A stability theory for lyophobic colloids was put forth in the 1940’s by Derjaguin, Landau, Verwey, and Overbeek. This theory, known as DLVO theory, has gone through the test of time and survived as a pillar of colloid science. In the present work, this theory has been used for describing the behavior of fine coal and silica particles in aqueous media. It has been found, however, that the classical DLVO theory is applicable only to weakly hydrophobic solids but not to very hydrophobic ones. The coagulation experiments conducted with very hydrophobic particles suggest that there exists a strong attractive force that has not been considered in the theory. This non-DLVO force has been estimated in the present work based on the data obtained from coagulation experiments.

Contributions from the non-DLVO force, which is referred to as hydrophobic interaction energy (V_H), have been related to the nondispersion component of work of adhesion of water on solids (W^nd_a). An expression for V_H which is now a function of W^nd_a, has been added as a third term in the DLVO equation in order to better describe the stability of colloidal suspensions regardless of the hydrophobicity of the particles involved.

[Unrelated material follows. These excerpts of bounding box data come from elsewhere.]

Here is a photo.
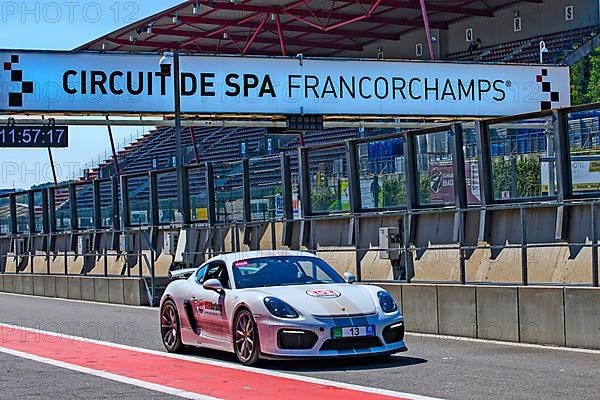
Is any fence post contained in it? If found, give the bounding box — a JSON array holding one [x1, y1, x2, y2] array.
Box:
[[280, 153, 294, 247], [519, 207, 529, 286], [552, 110, 573, 240], [475, 120, 494, 242], [591, 203, 599, 287], [148, 171, 160, 227], [242, 158, 252, 223], [298, 147, 312, 246], [450, 123, 468, 285], [206, 162, 217, 228]]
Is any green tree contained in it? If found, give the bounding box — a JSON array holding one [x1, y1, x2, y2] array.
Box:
[[311, 187, 337, 212], [517, 156, 542, 197], [571, 49, 600, 104], [492, 157, 512, 199], [381, 175, 406, 208]]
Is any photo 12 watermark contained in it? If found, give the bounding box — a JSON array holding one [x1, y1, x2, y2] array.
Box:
[[0, 1, 140, 24]]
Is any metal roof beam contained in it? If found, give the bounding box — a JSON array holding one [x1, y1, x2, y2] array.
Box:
[[339, 0, 494, 17], [190, 0, 448, 29], [176, 14, 399, 40]]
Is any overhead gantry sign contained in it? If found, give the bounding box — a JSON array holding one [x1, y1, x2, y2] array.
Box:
[[0, 51, 570, 116]]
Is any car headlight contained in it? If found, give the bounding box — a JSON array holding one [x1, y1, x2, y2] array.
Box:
[[264, 297, 298, 318], [377, 290, 398, 313]]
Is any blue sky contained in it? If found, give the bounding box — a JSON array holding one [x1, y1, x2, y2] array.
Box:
[[0, 0, 182, 189]]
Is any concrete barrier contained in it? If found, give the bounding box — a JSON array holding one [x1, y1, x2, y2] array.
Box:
[[2, 275, 16, 293], [44, 275, 56, 297], [519, 287, 565, 346], [108, 279, 125, 304], [374, 283, 404, 312], [55, 276, 69, 299], [476, 286, 519, 342], [565, 288, 600, 349], [80, 276, 97, 301], [91, 278, 109, 303], [67, 276, 81, 300], [437, 285, 477, 338], [402, 285, 438, 333], [33, 275, 46, 296], [0, 274, 600, 349], [13, 275, 23, 294], [21, 274, 33, 295], [123, 279, 150, 306]]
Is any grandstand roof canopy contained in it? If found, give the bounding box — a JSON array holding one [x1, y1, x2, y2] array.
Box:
[[77, 0, 543, 56]]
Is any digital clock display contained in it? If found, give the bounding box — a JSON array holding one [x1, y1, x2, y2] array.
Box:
[[0, 126, 69, 148]]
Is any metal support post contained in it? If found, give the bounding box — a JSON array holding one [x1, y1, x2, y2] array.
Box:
[[520, 208, 529, 286]]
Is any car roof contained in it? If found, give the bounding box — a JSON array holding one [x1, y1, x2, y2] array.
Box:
[[207, 250, 318, 265]]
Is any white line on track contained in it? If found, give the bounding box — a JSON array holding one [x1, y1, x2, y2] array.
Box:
[[0, 292, 158, 312], [0, 292, 600, 355], [0, 323, 441, 400], [406, 332, 600, 356], [0, 346, 219, 400]]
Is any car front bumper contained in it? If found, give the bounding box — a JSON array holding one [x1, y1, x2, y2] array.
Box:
[[255, 312, 407, 358]]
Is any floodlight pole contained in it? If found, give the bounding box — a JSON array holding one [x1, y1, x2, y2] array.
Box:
[[421, 0, 435, 61], [173, 50, 190, 225]]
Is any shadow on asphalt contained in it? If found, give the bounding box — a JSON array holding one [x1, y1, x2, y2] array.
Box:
[[188, 349, 427, 372], [270, 356, 427, 372]]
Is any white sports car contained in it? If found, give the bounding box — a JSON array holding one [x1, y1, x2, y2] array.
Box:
[[160, 251, 406, 365]]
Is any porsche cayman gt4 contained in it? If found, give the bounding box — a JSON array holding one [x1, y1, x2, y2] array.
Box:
[[160, 251, 406, 365]]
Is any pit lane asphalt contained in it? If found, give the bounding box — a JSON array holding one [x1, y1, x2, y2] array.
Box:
[[0, 294, 600, 400]]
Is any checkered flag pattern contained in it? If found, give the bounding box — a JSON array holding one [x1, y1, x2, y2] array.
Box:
[[4, 55, 33, 107], [536, 68, 560, 110]]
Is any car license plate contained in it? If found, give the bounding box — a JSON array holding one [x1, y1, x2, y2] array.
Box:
[[331, 325, 375, 339]]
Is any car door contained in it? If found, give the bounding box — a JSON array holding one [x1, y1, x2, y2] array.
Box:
[[190, 261, 231, 343]]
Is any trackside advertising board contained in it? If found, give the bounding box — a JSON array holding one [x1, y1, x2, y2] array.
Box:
[[0, 51, 570, 116]]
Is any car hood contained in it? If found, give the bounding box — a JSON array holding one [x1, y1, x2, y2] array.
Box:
[[247, 284, 377, 317]]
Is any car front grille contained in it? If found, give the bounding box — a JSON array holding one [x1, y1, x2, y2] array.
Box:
[[382, 322, 404, 343], [321, 336, 382, 351], [277, 329, 319, 350]]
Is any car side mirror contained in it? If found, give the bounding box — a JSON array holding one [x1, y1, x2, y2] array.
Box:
[[344, 272, 356, 284], [202, 279, 225, 294]]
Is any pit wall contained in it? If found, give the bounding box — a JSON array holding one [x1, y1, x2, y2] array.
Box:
[[0, 273, 166, 306], [0, 274, 600, 349], [5, 217, 592, 285], [376, 283, 600, 349]]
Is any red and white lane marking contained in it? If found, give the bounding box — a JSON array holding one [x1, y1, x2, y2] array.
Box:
[[0, 324, 440, 400]]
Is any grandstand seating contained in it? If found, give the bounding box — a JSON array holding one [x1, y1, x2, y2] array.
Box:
[[446, 26, 598, 63]]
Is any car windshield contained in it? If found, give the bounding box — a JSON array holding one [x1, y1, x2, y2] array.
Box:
[[233, 256, 344, 289]]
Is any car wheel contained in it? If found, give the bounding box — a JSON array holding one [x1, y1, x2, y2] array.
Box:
[[233, 310, 260, 365], [160, 300, 184, 353]]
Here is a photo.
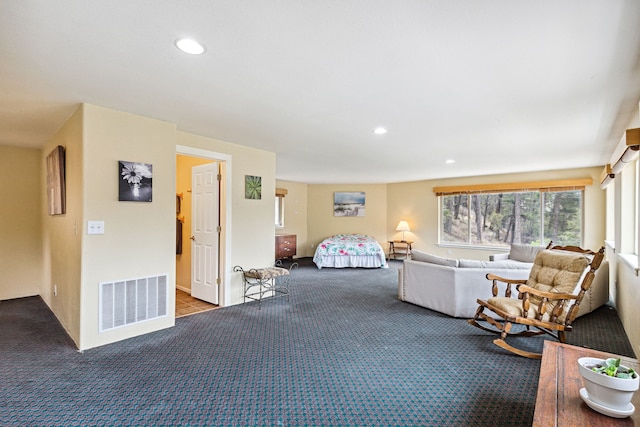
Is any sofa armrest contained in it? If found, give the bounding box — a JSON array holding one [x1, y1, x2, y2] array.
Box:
[[489, 252, 509, 261]]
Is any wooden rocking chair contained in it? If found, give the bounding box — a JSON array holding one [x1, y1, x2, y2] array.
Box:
[[468, 244, 604, 359]]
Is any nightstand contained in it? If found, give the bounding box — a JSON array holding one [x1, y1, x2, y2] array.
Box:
[[387, 240, 413, 259]]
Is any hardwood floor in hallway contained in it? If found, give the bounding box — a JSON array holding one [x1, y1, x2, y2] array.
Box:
[[176, 289, 219, 318]]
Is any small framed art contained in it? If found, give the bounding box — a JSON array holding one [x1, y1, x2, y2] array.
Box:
[[118, 160, 153, 202]]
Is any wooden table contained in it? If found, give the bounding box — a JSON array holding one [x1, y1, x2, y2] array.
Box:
[[533, 341, 640, 427], [388, 240, 413, 259]]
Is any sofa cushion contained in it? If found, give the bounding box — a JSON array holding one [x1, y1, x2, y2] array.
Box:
[[509, 243, 544, 263], [482, 260, 533, 270], [458, 259, 484, 268], [411, 249, 458, 267]]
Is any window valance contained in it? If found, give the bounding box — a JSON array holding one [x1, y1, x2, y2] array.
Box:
[[433, 178, 593, 196]]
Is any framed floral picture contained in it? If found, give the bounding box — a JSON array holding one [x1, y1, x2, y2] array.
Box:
[[244, 175, 262, 200], [118, 160, 153, 202]]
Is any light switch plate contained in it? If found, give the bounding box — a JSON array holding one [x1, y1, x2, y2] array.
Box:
[[87, 221, 104, 234]]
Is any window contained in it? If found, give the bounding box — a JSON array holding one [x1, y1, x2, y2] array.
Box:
[[276, 196, 284, 227], [434, 180, 584, 246], [276, 188, 288, 228]]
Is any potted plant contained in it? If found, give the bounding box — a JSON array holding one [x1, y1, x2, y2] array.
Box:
[[578, 357, 640, 416]]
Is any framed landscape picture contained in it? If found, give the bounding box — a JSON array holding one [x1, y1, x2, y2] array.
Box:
[[333, 191, 365, 216]]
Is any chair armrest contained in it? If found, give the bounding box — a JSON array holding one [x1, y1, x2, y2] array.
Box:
[[487, 273, 527, 285], [517, 281, 578, 300]]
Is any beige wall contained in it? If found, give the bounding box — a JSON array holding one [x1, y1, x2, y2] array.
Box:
[[307, 184, 389, 253], [386, 167, 605, 259], [80, 105, 176, 349], [607, 108, 640, 356], [40, 107, 84, 347], [176, 155, 213, 292], [0, 146, 46, 300], [276, 181, 313, 258]]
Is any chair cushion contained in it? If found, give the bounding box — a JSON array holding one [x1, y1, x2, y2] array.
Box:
[[244, 267, 289, 280], [527, 250, 590, 317], [487, 250, 590, 323], [487, 297, 549, 320]]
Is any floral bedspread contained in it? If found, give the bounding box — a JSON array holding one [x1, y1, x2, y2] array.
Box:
[[314, 234, 384, 260]]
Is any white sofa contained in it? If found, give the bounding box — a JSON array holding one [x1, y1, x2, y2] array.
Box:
[[398, 248, 609, 318]]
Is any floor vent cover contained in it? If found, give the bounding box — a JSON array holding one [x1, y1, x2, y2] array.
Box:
[[99, 274, 169, 332]]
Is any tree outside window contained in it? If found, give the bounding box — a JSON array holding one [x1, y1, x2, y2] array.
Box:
[[439, 190, 583, 246]]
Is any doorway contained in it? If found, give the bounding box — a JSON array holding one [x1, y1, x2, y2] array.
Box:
[[176, 146, 231, 317]]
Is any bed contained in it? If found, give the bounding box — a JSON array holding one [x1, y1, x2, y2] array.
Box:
[[313, 234, 389, 268]]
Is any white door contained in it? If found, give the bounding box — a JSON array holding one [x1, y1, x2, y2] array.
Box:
[[191, 162, 220, 304]]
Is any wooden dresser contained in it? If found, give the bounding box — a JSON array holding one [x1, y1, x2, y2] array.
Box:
[[276, 234, 296, 259]]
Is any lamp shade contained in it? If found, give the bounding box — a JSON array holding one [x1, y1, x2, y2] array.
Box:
[[396, 221, 411, 231]]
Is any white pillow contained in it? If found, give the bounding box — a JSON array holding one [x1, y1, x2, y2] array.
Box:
[[509, 243, 544, 262], [411, 249, 458, 267]]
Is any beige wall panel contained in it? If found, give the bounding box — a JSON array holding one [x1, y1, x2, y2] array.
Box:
[[80, 105, 176, 349], [307, 184, 389, 251], [0, 146, 46, 300], [40, 106, 84, 347], [274, 181, 313, 258]]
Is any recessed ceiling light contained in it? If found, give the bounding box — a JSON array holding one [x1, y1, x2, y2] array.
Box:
[[175, 39, 206, 55]]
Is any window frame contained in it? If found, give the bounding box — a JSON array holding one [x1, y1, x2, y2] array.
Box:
[[433, 178, 593, 250]]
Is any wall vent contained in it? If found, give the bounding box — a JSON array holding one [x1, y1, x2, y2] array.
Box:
[[99, 274, 169, 332]]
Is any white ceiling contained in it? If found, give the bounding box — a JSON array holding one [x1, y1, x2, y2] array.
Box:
[[0, 0, 640, 183]]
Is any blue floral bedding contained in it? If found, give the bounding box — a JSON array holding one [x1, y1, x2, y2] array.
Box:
[[313, 234, 384, 262]]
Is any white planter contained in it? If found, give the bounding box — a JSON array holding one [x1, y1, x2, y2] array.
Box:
[[578, 357, 640, 412]]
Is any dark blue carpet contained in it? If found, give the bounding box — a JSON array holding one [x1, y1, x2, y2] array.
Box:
[[0, 260, 633, 426]]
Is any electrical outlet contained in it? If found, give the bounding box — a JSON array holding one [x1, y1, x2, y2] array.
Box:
[[87, 221, 104, 234]]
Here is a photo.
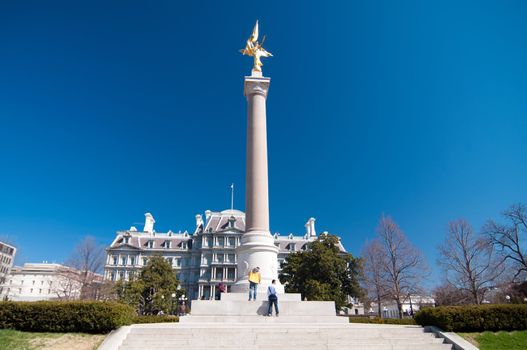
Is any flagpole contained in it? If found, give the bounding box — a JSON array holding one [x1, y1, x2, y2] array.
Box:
[[231, 183, 234, 211]]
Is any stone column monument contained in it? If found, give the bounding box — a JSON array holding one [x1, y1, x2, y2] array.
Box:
[[232, 22, 283, 293]]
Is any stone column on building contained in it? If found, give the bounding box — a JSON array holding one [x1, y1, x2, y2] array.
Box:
[[232, 70, 283, 292]]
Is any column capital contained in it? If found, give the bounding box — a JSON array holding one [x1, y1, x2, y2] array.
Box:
[[243, 76, 271, 97]]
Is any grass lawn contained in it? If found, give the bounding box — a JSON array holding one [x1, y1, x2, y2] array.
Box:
[[0, 329, 105, 350], [458, 331, 527, 350]]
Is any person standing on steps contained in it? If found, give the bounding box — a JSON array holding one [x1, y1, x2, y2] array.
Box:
[[267, 280, 279, 317], [249, 267, 262, 301]]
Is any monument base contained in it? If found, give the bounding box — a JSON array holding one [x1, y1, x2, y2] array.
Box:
[[231, 231, 284, 299]]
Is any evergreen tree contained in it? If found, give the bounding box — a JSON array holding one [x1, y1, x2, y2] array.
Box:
[[115, 256, 184, 315], [279, 235, 364, 310]]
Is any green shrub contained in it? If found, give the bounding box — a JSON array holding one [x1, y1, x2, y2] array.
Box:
[[0, 301, 135, 333], [415, 304, 527, 332], [132, 315, 179, 323], [349, 316, 416, 325]]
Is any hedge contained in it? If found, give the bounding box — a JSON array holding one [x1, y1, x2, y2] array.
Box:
[[0, 301, 135, 333], [132, 315, 179, 323], [415, 304, 527, 332], [349, 316, 416, 325]]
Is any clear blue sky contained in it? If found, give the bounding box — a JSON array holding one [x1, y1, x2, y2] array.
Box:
[[0, 1, 527, 284]]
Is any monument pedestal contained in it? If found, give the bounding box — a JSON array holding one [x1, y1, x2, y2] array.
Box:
[[231, 71, 284, 294], [180, 293, 349, 324]]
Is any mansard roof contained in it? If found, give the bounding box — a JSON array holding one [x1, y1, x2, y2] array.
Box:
[[109, 209, 346, 252], [203, 209, 245, 233]]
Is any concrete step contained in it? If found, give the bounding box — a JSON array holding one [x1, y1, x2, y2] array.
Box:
[[191, 300, 336, 316], [179, 314, 349, 324], [123, 336, 450, 347], [219, 293, 302, 303], [119, 343, 452, 350], [111, 322, 452, 350]]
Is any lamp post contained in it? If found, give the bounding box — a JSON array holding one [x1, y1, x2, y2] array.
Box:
[[178, 294, 187, 316], [171, 293, 177, 315]]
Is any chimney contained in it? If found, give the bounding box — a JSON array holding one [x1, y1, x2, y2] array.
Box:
[[305, 218, 317, 237], [196, 214, 205, 232], [143, 213, 156, 233]]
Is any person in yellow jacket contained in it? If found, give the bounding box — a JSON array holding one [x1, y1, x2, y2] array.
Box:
[[249, 267, 262, 301]]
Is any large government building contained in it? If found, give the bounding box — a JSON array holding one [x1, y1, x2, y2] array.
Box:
[[104, 210, 346, 300]]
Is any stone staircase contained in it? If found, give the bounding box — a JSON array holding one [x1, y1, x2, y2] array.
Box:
[[106, 293, 452, 350], [119, 324, 452, 350]]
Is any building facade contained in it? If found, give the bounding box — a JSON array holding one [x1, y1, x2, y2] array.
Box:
[[0, 241, 16, 293], [0, 263, 93, 301], [104, 210, 346, 300]]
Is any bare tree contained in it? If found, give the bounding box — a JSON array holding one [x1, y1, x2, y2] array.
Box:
[[377, 216, 428, 318], [438, 219, 504, 304], [483, 203, 527, 281], [361, 239, 387, 317], [432, 282, 471, 306], [54, 266, 82, 300], [67, 236, 105, 299]]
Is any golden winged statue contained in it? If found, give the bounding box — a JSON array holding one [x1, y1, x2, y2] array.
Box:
[[240, 21, 273, 72]]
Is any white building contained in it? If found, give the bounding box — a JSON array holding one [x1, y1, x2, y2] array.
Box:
[[105, 210, 346, 299], [0, 263, 94, 301], [0, 242, 16, 293]]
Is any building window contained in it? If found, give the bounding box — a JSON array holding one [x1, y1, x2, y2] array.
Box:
[[227, 267, 236, 281], [203, 254, 210, 265], [214, 268, 223, 281]]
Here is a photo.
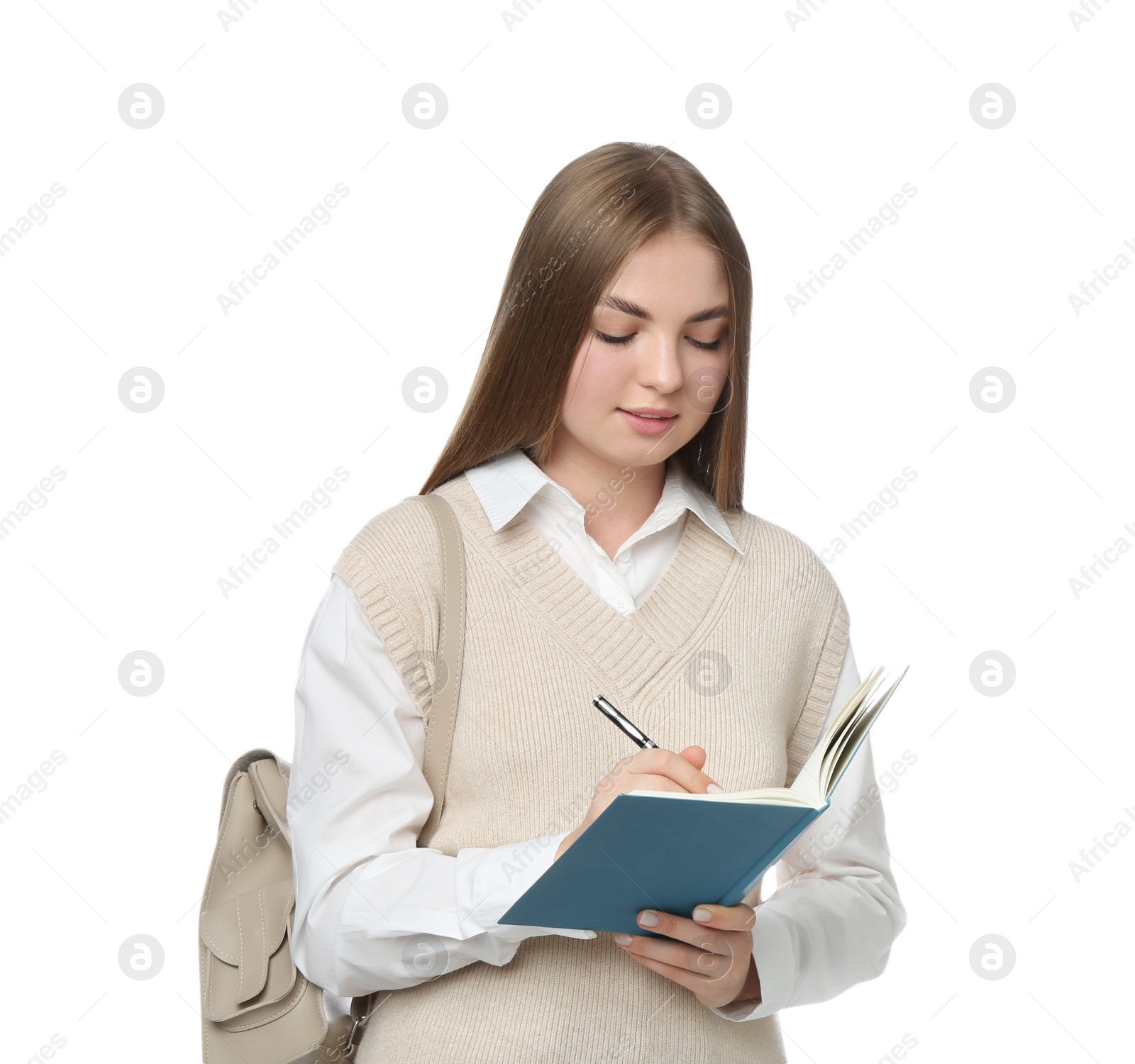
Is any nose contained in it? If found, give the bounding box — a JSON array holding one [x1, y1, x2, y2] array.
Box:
[[636, 331, 682, 395]]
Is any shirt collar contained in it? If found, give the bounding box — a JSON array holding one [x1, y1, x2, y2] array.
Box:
[[465, 447, 745, 555]]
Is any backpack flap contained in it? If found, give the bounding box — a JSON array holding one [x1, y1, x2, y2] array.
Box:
[[199, 763, 326, 1040]]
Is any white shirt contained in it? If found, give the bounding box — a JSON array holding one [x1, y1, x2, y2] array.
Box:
[[288, 449, 906, 1021]]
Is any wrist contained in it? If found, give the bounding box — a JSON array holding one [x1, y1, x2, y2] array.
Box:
[[730, 956, 760, 1005]]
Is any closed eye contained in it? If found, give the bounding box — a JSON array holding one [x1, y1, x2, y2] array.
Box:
[[594, 329, 722, 350]]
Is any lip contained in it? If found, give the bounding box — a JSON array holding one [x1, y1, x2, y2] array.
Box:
[[617, 406, 677, 436]]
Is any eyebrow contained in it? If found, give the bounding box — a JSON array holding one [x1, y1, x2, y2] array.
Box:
[[596, 296, 729, 324]]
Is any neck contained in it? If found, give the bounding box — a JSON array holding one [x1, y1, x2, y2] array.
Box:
[[543, 440, 666, 558]]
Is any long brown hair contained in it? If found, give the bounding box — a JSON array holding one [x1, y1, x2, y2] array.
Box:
[[421, 140, 753, 509]]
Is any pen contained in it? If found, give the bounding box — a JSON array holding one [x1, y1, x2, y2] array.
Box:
[[592, 694, 658, 750]]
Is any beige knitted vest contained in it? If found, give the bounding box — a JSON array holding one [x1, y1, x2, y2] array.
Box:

A population balance model for a system of isotropic turbulent flow has been developed. Both aggregate growth and breakage have been considered in the model and their rate constants have been derived from a phenomenological approach. Numerical procedures have been proposed for solving the coagulation kinetic equations. Computer simulations show that the model is fairly flexible and the results are in reasonable agreement with experiment.